DAFNE will have three main experiments: KLOE, FINUDA and DEAR. The KLOE experiment will investigate the subtle differences between matter and antimatter found in the decay of neutral kaons – mesons that consist of a down quark and a strange antiquark or vice versa. When neutral kaons decay, they violate the CP theorem, which states that the physics of an interaction should not change if particles are replaced by their antiparticles and the interaction is reflected in a mirror. Studies of CP violation could help explain why the universe is dominated by matter rather than antimatter.
The FINUDA magnetic spectrometer will study what happens when an ordinary nucleon composed of up and down quarks – such as a proton or neutron – is replaced by a baryon containing a strange quark.

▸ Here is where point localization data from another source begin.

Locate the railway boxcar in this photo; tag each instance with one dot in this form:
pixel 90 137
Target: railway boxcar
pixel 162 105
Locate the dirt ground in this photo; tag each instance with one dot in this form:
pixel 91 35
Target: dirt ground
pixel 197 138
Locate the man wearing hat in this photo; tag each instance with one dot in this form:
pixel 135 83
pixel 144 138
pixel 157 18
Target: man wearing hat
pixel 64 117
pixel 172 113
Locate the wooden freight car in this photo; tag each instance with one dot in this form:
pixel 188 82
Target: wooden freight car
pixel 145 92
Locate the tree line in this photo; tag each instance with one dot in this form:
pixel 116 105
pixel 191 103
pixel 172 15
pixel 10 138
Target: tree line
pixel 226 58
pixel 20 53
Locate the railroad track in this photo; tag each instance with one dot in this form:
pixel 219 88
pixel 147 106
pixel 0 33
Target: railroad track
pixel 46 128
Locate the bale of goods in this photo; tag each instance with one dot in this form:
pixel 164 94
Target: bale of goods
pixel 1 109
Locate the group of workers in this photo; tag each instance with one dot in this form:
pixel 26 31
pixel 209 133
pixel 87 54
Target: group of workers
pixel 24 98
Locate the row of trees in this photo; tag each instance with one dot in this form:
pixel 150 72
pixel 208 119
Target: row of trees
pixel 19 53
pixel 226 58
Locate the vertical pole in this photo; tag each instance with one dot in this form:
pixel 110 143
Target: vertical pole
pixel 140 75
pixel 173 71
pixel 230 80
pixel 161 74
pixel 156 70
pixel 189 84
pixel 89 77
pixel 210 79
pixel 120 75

The object of DEAR is to produce “unnatural” atoms by replacing one electron in an ordinary atom with a kaon. Spectroscopic study of such atoms could lead to a better understanding of strong interactions and provide more accurate tests of quantum chromodynamics at low energies.
Experiments on DEAR are due to begin next summer, with both KLOE and FINUDA taking data by the end of 1998. At a later date, the facility could also be used to provide intense synchrotron radiation in the ultraviolet and soft X-ray range.